🤖 AI Summary
Existing LLM-based vulnerability repair methods suffer from two critical bottlenecks: *location blindness*—neglecting precise vulnerability localization—and *iterative失控*—lacking rigorous patch quality assessment. This paper proposes a location-aware and taint-coverage-guided iterative repair paradigm. First, it synergistically integrates static vulnerability localization with Proof-of-Vulnerability (PoV) execution trace guidance to tightly constrain the repair scope. Second, it introduces a dual-dimensional patch evaluation mechanism that concurrently detects newly introduced vulnerabilities and quantifies taint statement coverage, thereby enhancing candidate patch filtering. The framework unifies large language models, static program analysis, dynamic taint tracking, and test-driven feedback for optimization. Evaluated on the VulnLoc+ dataset, our approach generates 27 plausible patches—surpassing state-of-the-art methods by 8–22 patches—and successfully repairs 8–13 previously unseen real-world C/C++ vulnerabilities.
📝 Abstract
The advances of large language models (LLMs) have paved the way for automated software vulnerability repair approaches, which iteratively refine the patch until it becomes plausible.
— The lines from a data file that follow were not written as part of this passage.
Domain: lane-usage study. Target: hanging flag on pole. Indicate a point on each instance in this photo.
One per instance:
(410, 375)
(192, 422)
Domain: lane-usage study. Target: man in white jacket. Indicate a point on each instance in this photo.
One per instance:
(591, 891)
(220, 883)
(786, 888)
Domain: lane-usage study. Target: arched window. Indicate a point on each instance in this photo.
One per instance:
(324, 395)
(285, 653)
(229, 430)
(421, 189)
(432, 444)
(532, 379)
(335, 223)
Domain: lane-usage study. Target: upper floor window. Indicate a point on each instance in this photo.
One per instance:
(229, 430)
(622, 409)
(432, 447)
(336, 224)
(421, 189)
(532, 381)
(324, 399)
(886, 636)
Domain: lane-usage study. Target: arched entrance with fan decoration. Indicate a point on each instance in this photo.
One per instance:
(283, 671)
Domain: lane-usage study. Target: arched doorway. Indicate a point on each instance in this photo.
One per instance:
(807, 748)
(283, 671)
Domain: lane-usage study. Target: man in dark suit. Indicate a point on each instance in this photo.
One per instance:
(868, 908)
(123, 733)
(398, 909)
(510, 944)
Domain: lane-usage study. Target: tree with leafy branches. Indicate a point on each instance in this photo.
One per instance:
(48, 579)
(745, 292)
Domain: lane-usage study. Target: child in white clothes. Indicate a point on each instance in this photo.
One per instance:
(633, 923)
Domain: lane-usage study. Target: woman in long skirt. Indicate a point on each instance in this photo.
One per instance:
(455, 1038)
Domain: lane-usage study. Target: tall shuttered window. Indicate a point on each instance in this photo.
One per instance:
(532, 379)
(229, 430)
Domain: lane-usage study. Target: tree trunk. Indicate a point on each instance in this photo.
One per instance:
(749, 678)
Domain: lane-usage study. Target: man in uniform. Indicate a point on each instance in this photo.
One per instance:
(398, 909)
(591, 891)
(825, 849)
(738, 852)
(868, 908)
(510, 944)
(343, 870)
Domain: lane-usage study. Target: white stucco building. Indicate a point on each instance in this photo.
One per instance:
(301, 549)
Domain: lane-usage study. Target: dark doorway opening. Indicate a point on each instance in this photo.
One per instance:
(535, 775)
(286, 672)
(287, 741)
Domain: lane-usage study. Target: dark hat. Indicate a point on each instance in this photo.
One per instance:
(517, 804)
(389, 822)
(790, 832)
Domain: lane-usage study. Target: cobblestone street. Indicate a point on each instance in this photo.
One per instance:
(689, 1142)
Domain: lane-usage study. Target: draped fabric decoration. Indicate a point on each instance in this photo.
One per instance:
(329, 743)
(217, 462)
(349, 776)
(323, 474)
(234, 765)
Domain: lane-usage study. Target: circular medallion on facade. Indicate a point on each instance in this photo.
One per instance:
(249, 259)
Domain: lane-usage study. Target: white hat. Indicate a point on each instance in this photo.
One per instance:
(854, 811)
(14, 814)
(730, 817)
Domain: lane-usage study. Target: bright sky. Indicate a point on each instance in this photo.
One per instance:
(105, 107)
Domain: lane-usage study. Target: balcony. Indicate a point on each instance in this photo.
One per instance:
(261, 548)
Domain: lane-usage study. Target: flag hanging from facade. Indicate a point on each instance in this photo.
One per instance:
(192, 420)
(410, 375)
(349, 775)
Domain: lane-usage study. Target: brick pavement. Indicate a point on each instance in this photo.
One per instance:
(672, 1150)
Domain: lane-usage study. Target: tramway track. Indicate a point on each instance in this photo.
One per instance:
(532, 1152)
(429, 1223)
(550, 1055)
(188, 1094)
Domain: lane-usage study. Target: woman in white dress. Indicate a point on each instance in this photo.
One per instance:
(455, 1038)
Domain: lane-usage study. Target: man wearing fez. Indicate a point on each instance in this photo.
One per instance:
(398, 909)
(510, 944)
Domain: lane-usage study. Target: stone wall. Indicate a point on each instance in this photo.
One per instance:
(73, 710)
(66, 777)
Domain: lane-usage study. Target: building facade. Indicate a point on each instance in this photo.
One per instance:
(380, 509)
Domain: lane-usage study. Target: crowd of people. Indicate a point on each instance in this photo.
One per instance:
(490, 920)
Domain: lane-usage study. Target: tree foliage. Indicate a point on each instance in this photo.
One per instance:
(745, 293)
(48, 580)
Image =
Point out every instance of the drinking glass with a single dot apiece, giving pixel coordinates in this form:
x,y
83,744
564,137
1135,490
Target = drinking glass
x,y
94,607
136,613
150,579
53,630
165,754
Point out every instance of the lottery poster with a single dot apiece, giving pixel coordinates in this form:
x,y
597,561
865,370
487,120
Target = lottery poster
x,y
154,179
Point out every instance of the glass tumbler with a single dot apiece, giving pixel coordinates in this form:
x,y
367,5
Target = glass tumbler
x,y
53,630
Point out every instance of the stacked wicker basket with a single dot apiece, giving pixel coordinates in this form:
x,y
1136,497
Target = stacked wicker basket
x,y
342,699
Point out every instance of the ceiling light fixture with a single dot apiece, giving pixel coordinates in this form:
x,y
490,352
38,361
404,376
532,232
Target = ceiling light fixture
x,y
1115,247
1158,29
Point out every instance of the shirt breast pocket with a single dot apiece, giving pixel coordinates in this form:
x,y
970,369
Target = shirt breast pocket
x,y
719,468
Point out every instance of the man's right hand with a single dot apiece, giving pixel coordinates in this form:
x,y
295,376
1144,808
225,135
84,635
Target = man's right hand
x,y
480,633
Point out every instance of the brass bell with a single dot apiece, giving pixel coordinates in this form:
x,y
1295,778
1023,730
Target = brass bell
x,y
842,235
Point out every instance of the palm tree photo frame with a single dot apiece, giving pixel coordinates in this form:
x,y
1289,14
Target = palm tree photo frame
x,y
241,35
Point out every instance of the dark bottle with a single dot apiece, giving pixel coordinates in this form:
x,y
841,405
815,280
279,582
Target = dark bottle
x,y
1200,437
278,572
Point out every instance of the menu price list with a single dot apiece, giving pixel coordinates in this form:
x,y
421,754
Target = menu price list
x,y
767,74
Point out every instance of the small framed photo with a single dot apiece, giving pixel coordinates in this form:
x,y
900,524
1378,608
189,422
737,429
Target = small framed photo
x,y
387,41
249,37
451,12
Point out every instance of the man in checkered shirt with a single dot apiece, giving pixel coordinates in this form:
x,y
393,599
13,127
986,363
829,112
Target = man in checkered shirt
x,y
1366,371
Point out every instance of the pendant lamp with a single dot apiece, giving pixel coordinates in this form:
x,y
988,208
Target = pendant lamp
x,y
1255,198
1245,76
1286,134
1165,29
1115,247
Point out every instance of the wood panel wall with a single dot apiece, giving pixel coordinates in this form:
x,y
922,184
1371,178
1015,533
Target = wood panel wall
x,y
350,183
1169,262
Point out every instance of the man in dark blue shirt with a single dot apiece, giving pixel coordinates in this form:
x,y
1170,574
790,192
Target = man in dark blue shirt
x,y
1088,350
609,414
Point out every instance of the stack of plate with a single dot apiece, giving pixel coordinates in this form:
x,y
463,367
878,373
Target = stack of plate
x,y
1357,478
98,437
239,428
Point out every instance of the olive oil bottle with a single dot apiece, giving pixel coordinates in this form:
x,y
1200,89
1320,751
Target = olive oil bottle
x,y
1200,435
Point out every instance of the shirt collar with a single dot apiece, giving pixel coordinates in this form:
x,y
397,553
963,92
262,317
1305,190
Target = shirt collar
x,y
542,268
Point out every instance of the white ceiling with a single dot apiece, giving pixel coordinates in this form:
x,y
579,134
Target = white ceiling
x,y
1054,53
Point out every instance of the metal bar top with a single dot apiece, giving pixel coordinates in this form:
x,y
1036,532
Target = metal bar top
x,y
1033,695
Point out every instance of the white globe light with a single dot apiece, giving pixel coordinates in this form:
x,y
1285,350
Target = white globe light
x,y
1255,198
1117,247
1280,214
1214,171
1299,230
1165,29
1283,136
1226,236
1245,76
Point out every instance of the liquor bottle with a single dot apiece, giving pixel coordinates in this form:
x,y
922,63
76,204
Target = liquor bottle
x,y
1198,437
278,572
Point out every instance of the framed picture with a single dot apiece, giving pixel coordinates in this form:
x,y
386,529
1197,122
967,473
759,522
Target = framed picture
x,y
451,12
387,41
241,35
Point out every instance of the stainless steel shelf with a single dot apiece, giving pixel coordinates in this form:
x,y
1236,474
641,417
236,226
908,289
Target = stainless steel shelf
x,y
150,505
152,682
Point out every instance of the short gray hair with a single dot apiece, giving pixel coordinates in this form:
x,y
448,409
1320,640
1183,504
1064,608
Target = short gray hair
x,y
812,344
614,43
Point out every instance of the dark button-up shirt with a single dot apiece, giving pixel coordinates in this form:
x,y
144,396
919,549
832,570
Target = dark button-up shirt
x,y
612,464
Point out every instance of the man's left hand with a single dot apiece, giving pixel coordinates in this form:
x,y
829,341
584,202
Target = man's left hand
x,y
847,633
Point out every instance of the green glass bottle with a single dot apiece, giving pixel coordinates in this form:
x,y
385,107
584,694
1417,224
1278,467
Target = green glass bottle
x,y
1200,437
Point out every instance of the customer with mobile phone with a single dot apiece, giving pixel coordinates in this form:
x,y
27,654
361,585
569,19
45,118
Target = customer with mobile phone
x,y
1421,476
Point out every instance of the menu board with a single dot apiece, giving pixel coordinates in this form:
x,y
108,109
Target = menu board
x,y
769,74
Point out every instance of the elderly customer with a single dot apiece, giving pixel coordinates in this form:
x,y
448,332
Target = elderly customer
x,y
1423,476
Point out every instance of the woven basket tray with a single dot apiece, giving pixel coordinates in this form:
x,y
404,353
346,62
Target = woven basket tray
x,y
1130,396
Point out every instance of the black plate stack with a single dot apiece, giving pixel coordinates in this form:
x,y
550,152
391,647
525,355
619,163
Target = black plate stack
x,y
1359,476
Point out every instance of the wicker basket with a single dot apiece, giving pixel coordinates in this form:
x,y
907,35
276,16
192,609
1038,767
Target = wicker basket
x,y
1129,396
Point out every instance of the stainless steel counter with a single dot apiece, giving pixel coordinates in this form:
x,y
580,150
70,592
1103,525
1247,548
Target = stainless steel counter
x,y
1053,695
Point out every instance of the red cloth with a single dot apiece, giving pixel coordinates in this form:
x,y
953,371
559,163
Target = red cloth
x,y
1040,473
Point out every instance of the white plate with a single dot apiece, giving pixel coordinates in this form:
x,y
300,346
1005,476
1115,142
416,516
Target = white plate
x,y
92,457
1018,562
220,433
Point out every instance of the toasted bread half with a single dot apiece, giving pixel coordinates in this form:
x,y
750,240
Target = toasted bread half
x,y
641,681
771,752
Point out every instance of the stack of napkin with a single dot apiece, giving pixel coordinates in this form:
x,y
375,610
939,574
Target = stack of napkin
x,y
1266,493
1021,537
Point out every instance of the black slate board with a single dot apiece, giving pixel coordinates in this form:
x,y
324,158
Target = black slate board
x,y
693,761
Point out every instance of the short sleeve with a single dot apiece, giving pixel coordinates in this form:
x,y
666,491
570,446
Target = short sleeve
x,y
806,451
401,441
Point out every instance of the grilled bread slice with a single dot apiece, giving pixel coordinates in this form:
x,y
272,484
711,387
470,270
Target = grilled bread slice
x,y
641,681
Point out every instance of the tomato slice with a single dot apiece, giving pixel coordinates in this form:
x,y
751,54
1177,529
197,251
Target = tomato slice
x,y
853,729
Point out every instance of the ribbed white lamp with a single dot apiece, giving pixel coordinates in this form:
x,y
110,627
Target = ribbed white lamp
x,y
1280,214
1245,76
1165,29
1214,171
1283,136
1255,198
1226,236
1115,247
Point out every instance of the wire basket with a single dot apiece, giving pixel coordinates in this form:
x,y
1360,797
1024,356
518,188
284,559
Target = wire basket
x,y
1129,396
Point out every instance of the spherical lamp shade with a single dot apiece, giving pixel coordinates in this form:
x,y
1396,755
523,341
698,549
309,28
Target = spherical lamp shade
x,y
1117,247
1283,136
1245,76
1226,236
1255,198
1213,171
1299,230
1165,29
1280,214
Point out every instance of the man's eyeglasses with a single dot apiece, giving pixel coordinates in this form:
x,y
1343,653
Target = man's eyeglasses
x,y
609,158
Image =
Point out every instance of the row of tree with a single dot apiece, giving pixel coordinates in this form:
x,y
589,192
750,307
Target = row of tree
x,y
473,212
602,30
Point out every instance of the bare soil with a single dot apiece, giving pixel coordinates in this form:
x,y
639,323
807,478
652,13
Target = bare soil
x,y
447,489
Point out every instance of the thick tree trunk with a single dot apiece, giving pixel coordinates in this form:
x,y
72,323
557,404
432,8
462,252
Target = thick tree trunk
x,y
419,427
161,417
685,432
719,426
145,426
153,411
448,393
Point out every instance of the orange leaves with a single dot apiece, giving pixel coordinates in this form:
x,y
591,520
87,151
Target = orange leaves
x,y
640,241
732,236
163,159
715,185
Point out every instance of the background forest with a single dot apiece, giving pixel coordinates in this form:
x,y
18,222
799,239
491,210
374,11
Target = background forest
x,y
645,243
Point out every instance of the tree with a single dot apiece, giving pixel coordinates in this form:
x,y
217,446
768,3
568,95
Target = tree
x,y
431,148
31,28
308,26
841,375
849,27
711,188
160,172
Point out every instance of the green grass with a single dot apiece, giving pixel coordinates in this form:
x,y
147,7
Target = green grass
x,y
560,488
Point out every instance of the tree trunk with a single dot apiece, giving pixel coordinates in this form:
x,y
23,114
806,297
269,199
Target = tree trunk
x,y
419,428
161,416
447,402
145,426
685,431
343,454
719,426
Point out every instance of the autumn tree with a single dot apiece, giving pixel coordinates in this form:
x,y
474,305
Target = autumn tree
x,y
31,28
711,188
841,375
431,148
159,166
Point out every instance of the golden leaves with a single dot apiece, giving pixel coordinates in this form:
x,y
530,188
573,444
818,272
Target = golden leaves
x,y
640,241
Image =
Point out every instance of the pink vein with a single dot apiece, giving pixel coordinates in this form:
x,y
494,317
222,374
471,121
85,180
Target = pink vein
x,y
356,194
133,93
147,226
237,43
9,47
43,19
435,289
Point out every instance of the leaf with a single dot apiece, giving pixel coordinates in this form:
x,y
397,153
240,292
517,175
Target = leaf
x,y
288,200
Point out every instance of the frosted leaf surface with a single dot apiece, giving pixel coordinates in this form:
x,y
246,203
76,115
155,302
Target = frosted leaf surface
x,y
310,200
Nevertheless, existing LLM-based vulnerability repair approaches face notable limitations: 1) they ignore the concern of locations that need to be patched and focus solely on the repair content. 2) they lack quality assessment for generated candidate patches in the iterative process.
To tackle the two limitations, we propose sysname, an LLM-based approach that provides information about where should be patched first. Furthermore, sysname improves the iterative repair strategy by assessing the quality of test-failing patches and selecting the best patch for the next iteration. We introduce two dimensions to assess the quality of patches: whether they introduce new vulnerabilities and the taint statement coverage. We evaluated sysname on a real-world C/C++ vulnerability repair dataset VulnLoc+, which contains 40 vulnerabilities and their Proofs-of-Vulnerability. The experimental results demonstrate that sysname exhibits substantial improvements compared with the Neural Machine Translation-based, Program Analysis-based, and LLM-based state-of-the-art vulnerability repair approaches. Specifically, sysname is able to generate 27 plausible patches, which is comparable to or even 8 to 22 more plausible patches than the baselines. In terms of correct patch generation, sysname repairs 8 to 13 additional vulnerabilities compared with existing approaches.